Cuz are you even quarantining if you haven’t pickled anything? Or poisoned yourself and/or roommate with botulism?? Jk, that’s what this tool is for!
Less terrible towels
Honestly, most bath towels make me sad. Like, no matter how new or plush plain cotton terry towels are, they all just look like ratty dude dorm towels.
So I bought myself some pretty patterned bath towels from Anthropologie, which was an instant showertime boost. Buuuuut Anthro isn’t exactly the most ethical store.
Made Trade has some pretty towels. Coyuchi has some that are fine. This shop on Etsy says their towels are ethically made.
They just don’t make them like they used to.
Also, pro-tip, Society 6 has nice patterns but I’ve fallen for their hand towels in the past and won’t do it again; they look and feel cheap. It’s not libel if it’s an opinion and/or it’s the truth. “Your honor, the defense presents this cheap towel that looked promising but is actually stupid.” I recommended something else from your store in this post, leave me alone!!
A Goblincore Christmas
If you’re less elf on a shelf and more troll in a hole, here’s some shiny nature cozy weirdness for your tree.

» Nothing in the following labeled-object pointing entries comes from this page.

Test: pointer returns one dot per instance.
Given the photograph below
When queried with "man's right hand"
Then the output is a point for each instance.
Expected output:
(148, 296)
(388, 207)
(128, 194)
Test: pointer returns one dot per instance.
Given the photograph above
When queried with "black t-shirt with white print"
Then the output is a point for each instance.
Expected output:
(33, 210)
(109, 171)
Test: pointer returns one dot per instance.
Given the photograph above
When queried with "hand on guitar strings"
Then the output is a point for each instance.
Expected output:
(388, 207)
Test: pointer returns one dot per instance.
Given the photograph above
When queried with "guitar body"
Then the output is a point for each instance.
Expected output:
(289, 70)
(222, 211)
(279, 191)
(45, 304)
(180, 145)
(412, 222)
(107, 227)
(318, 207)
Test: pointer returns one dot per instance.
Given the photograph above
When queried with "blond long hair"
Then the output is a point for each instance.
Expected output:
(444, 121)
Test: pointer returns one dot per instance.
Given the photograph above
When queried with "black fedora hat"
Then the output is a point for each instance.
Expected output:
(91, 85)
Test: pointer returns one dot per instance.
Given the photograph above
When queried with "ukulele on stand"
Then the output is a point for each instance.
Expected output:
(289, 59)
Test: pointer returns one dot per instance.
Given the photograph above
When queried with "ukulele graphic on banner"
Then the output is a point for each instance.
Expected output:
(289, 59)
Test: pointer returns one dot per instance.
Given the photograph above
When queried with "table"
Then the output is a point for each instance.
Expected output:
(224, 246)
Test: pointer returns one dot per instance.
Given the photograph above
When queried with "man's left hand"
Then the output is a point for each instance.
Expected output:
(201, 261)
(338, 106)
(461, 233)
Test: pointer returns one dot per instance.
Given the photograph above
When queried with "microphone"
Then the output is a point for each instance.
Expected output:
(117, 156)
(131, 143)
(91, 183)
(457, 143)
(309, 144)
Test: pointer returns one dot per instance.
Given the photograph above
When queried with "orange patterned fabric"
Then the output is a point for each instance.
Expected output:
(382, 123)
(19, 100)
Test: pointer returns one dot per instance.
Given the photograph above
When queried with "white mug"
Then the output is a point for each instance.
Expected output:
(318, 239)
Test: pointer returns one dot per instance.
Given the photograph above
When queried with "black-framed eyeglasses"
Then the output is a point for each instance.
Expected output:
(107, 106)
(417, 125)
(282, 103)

Or for your walls and knobs if you’re a Scrooge like me.
- Possum, with or without Santa hat
- Bone terrarium
- Insect taxidermy (another DIY)
- Frog
- Mushroom
- Frog on a mushroom
- Snail child
- Agate
- Snail on agate
- Possum on agate
For your big-ass dog
Look, there are so many cute clothing options for small to large dogs out there.
It’s hard to find clothes that fit a 95-lb dog, but an LL Bean XL sweater is actually an XL (according to my sample size of one). Same goes for this Land’s End jacket that I think makes him look like a wealthy polar explorer or a software developer when Seattle dips below 50 degrees.
My pup would honestly be happy with a couple of dirty tennis balls, but he asked Grandma for a life jacket because safety first.
My friend’s dog came with a Fi Smart Collar and GPS to track every movement like a Canine Big Brother and they’re super happy with it.
And secretly Barry wants a Stutterheim rain jacket. (I mean, don’t we all?) Hopefully the dog sizing skews as large as their people sizing.